The plugin will check both docker images layer hashes and if they are identical it won't deploy a new version. This can be turned off by the parameter skipLayerCheck.

helmPush

The helm chart is pushed to this helm repository using basic auth provided in the parameters

Multi Project Setup

For a multi project setup you can specify defaultDeploy parameters in the rootProject. (only the root project is considered)
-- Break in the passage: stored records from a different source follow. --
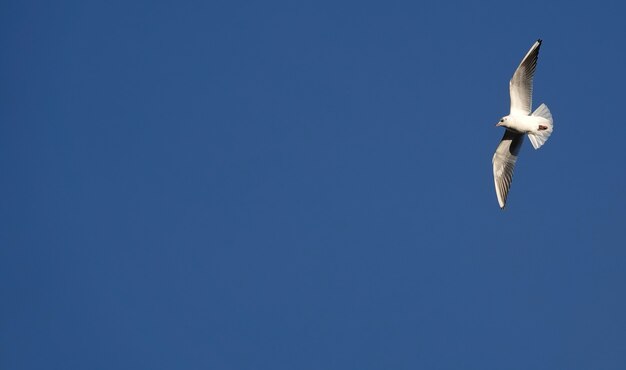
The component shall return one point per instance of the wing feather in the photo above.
(521, 84)
(504, 162)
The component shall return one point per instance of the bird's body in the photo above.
(537, 126)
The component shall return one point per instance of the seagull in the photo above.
(538, 125)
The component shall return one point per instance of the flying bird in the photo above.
(520, 122)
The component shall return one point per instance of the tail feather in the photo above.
(538, 137)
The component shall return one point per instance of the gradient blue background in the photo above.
(308, 185)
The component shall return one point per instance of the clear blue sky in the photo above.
(308, 185)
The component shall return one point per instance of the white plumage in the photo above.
(538, 125)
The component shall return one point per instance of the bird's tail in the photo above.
(544, 129)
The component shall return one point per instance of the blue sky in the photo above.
(308, 185)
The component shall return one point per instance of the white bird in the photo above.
(538, 125)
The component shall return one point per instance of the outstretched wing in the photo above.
(521, 85)
(504, 162)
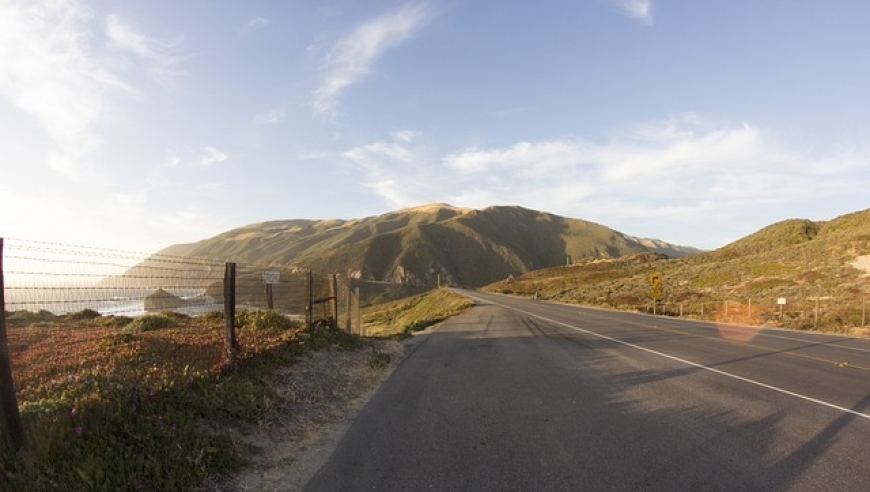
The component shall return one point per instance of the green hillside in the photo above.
(820, 269)
(420, 245)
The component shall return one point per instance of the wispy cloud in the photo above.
(48, 70)
(637, 9)
(164, 62)
(256, 22)
(352, 56)
(659, 178)
(391, 170)
(270, 117)
(680, 170)
(406, 135)
(211, 156)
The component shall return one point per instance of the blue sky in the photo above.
(139, 124)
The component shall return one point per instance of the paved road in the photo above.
(526, 395)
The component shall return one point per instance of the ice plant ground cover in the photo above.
(113, 403)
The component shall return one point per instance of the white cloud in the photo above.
(352, 56)
(391, 170)
(210, 156)
(172, 161)
(406, 136)
(270, 117)
(164, 63)
(256, 22)
(381, 149)
(49, 71)
(638, 9)
(682, 172)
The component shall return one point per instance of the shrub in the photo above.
(261, 320)
(84, 314)
(149, 322)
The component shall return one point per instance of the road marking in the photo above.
(750, 344)
(694, 364)
(759, 333)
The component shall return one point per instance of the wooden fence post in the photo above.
(349, 309)
(8, 402)
(333, 294)
(309, 308)
(358, 312)
(230, 309)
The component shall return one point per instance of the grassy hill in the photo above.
(809, 264)
(419, 245)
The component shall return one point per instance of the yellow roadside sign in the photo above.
(655, 282)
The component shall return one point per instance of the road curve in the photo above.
(526, 395)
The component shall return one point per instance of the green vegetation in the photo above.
(796, 260)
(412, 247)
(405, 316)
(149, 322)
(108, 408)
(262, 320)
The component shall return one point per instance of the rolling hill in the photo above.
(421, 245)
(819, 269)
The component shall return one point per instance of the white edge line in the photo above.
(694, 364)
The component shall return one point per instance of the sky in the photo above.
(136, 125)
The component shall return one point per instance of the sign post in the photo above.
(270, 278)
(655, 282)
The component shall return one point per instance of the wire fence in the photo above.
(820, 312)
(46, 288)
These attributes are taken for each deploy plugin if you do not specify them otherwise.

plugins {
  id "net.mayope.deployplugin" version "x.x.x"
}

deployDefault {
   default { // Use the default profile
       dockerBuild {
         prepareTask = "prepareBuildDocker" 
       }
       dockerPush{
         registryRoot = "registry.mayope.net" 
         loginUsername = "username" 
         loginPassword = "password" 
         loginMethod = DockerLoginMethod.CLASSIC 
         awsProfile = ""
       }
       deploy{
         targetNamespaces = listOf("default") 
         kubeConfig = System.getProperty("user.home")+"/.kube/config"
         attributes = mapOf("key" to "value") // These attributes are merged with the attributes of deploy {}
       }
    }
}

Docker Login Methods

Currently, two login methods are available.

DOCKERHUB

This method uses the docker login command with username and password. You have to provide the parameters loginUserName and loginPassword.

CLASSIC

This method uses the docker login command with host set to registryRoot, username and password. You have to provide the parameters loginUserName and loginPassword.

AWS

This method extracts the login token from the aws ecr get-login-password command. Therefore, you need to have the aws-cli v2 installed and configured for your account. Therefore, the awsProfile is used as AWS_PROFILE environment variable for the aws-command.